Singly Linked List - Push and Unshift
June 30, 2020
Hey all, so in the last blog, I explained some of the why in using a linked list, in this blog I will go through the how.
Each link in a linked list is composed of a node that contains its own value and a pointer to the next value.
So first let’s create the syntax for our Node
class Node{
constructor(val){
this.val = val
this.next = null
}
}Note: If you are unfamiliar with classes, you can read up more about them at Mozilla . If you are familiar with Object Oriented Programming(OOP) from another language such as Ruby, you should have no issues with a linked list.
As you can see, each node contains 2 values
- Its own value
- A next property that will point to the next node.
Now let’s create our List
class List{
constructor(){
this.head = null
this.tail = null
this.length = 0
}
}Each List must contain 3 properties
- Head - which will allow us to access the first node in the List
- Tail - which will allow us to access the last node in the List.
- A length value to track how many nodes our List contains.
Now that we have both a List class and single Node class, let’s add nodes to our list!!!
As mentioned in the last blog, we need to create each method manually so let’s start off with the usual push method.
push(val){
const newNode = new Node(val)
if(!this.head) {
this.head = newNode
this.tail = this.head
} else {
this.tail.next = newNode
this.tail = newNode
}
this.length+=1
return this;
}- Every time we add a new value we have to create a new Node to hold that value.
- Then, check if the list is empty, I did so with checking if the head is null, you can also see if the length is 0 as well.
- If the list is empty, set the value of both the head and tail of the list to the new value.
- If the list is not empty, to add the new node to the end of the list(Remember this is the push method), set the next value of the current tail to our new node, and then set the new node as the new tail.
- Increase the length of the list by 1.
- Return the new node.
In step 4 we are taking the last link in our chain and setting its next value to our new Node. However our tail value is still the old tail, so we reset that as well.
Now if you write list inside the console, you should see a push function.

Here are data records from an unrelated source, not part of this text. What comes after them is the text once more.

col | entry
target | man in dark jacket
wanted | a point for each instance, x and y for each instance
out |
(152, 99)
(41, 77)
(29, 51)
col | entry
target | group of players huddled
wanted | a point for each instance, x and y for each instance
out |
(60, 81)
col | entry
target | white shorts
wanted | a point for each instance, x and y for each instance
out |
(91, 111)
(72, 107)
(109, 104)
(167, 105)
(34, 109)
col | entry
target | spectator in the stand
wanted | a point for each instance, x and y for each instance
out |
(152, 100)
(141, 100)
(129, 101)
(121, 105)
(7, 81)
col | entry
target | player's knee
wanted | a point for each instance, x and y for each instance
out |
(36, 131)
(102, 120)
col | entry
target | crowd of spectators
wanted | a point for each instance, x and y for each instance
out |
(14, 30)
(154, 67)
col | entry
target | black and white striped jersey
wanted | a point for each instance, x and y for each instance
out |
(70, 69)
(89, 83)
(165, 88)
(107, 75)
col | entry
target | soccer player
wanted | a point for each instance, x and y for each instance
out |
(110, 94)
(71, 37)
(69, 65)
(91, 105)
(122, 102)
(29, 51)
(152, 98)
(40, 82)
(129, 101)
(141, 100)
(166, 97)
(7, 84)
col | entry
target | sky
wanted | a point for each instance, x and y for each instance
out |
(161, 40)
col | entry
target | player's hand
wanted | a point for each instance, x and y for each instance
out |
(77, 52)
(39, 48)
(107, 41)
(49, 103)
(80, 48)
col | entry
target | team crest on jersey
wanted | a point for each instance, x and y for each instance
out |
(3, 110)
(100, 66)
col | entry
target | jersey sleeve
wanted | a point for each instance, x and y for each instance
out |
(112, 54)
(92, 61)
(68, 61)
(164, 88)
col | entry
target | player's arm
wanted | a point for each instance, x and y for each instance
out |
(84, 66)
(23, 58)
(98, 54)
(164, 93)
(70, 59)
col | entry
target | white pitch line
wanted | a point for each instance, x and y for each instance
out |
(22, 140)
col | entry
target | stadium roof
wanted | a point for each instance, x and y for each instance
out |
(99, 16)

list // List {head: null, tail: null, length: 0}
list.push("Linked")
// List {head: Node, tail: Node, length: 1}
// head: Node {val: "Linked", next: null}
// length: 1
// tail: Node {val: "Linked", next: null}
list.push("List")
// List {head: Node, tail: Node, length: 2}
// head: Node
// next: Node {val: "List", next: null}
// val: "Linked"
// __proto__: Object
// length: 2
// tail: Node {val: "List", next: null}Also always remember to increase the length or you will have no idea how long your link is!!
Visualize a linked chain, once you understand how the logic works, you should find yourself having no problem implementing it in code.
Very similar to push(adding to the end of the list) is unshift(adding to the beginning of the list)
First the syntax.
unshift(val){
const newNode = new Node(val)
if(!this.head){
this.head = newNode
this.tail = newNode
} else {
newNode.next = this.head
this.head = newNode
}
this.length+=1
return this
}- Create a new Node with the value passed in.
- Check if the list is empty.
- If empty set the new node to both head and tail.
- If list is not empty, set the new node’s next pointer to point to the current head.
- Set the new head to be the new node.
- Increase length by 1.
- Return the new node.
To use method simply list.unshift("Singly")
Same as push just instead of adding to the end, we are pushing the head down one and making the new one head in its place.
| Head | Tail | ||
|---|---|---|---|
| value: Singly | value: Linked | value: List | value: Null |
| Next -> | Next -> | Next -> |
Thats it for push and unshift, In the next blog I will go through pop and unshift, removing nodes from the beginning and end of a list.